An important feature of most enterprise applications is the ability to ingest data from multiple sources, using multiple channels, at different frequencies. As any experienced developer will tell you, the cost of migrating legacy data into a new application can be a significant fraction of the total cost of solution development and initial adoption. The trellispark framework significantly mitigates both the effort and risk of this process.

When creating a new enterprise application, we need to be able to import data from one or more legacy applications that are being replaced. The challenge here is that the new data model is generally very different to the legacy data. This means that we have to convert from the old data format to the new data format. In the process, we also need to be able to cleanse the incoming data to ensure that it meets the needs of the new data model. Ideally, we would also want to preserve the legacy data where possible so that we could refer back to it the future for reporting, comparison, and analytics.

We may also need to initially populate the new solution with data from many other sources including CSV files, spreadsheets, etc. These data sets also need to be mapped against the new data model and cleansed during the import process.

During this initial migration process we may need to be dealing with missing data fields, possibly even fields which are mandatory in the new solution. In some cases we can default the incoming data values, in others we really need a person to inspect the incoming data and manually provide the extra data.

The trellispark implementation of Data Agnostic Services makes this data migration task significantly easier than traditional relational approaches. Since trellispark uses a data agnostic records storage mechanism based on XML it is relatively straight forward to take any incoming data set and map it into an XML format. During this mapping process we can add additional code to cleanse the incoming data and resolve inter-record dependencies such as foreign keys for parent-child relationships (one-to-many) and peer relationships (many to one and many to many). The fact that we are using XML also means that we can store additional “legacy” fields that are no longer used by the new solution alongside the fields used by the new data model.

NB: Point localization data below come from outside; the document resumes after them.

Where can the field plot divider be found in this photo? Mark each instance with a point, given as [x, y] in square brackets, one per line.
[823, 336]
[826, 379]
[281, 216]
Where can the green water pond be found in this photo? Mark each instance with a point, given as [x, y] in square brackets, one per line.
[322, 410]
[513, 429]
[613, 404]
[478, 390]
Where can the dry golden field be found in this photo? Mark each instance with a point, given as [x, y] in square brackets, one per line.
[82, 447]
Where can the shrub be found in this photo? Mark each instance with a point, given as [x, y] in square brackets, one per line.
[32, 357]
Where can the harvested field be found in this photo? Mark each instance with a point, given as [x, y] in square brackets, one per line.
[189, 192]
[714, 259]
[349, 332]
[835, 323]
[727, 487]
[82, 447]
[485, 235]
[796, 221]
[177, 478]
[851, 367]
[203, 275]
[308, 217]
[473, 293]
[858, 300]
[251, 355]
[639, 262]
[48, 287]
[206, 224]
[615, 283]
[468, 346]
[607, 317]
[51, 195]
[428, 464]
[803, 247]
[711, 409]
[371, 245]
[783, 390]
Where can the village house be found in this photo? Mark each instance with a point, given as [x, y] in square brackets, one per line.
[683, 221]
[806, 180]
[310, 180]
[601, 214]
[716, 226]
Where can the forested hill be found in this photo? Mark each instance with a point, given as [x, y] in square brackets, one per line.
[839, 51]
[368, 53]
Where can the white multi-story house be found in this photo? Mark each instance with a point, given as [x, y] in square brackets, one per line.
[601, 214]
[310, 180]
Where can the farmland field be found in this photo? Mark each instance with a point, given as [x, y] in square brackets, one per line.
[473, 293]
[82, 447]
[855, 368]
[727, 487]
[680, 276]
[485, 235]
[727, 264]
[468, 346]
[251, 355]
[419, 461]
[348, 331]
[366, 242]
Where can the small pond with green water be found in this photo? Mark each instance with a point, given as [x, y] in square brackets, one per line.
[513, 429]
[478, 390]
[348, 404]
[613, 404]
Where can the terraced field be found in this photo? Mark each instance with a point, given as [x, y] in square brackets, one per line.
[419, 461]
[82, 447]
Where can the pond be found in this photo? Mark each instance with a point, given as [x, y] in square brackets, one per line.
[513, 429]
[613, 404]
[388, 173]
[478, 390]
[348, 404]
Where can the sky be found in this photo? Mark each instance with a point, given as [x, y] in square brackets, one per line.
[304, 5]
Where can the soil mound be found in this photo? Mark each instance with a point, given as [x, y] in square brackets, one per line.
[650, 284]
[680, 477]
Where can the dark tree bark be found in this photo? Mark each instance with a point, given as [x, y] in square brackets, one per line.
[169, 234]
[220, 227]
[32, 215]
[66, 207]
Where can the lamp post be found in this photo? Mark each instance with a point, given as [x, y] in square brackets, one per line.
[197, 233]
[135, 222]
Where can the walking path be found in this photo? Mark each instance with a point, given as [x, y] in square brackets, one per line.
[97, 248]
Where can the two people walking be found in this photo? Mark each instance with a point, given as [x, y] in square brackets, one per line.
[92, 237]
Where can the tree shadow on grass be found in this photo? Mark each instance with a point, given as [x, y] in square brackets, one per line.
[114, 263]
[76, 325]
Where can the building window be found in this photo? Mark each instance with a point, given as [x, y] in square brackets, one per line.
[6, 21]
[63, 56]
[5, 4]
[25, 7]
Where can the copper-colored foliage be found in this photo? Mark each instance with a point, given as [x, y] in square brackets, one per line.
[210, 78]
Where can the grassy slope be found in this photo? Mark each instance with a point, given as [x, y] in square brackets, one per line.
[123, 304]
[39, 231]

To make the data ingestion process easier, trellispark provides a T-SQL generation mechanism that will create a “migration” table from the definition of each of the record concepts. Using a multi-step process, a developer can copy the required data into the concept migration tables where it can be processed and imported into the primary record storage. The T-SQL generation mechanism also creates a default migration process stored procedure that will actually control the migration and implement any specific business rules and validation checks.

But why stop there?

We don’t just do bulk data migration once. Many solutions require a constant injection of bulk data from other solutions and third parties. Many of the integrations we see between applications use a Extract Transform Load (ETL) mechanism. In the ETL process, a file is received at some pre-determined frequency, validated and then the data is added to the primary record storage. In reality, these integrations can largely be dealt with in the same way as the initial data migration.

For this reason, we extended the design of the migration table framework to include the constant addition of new data arriving by ETL. The Data in Motion components simply need to validate the data source, load the incoming data into the migration table and then let the migration process take over. Now the ETL payload may contain one or more records which may arrive as a file in a file storage, an attachment to an email message, or the payload of any messaging technology/service bus.

The use of the code generation migration table approach based on the data model of the new user experience allows trellispark to significantly minimize the errors, effort, and risks in ingesting data from legacy and external sources.

Future releases of trellispark will include mapping technologies that will simplify the population of the migration tables by mapping common data formats such as spreadsheets, CSVs, other existing database tables.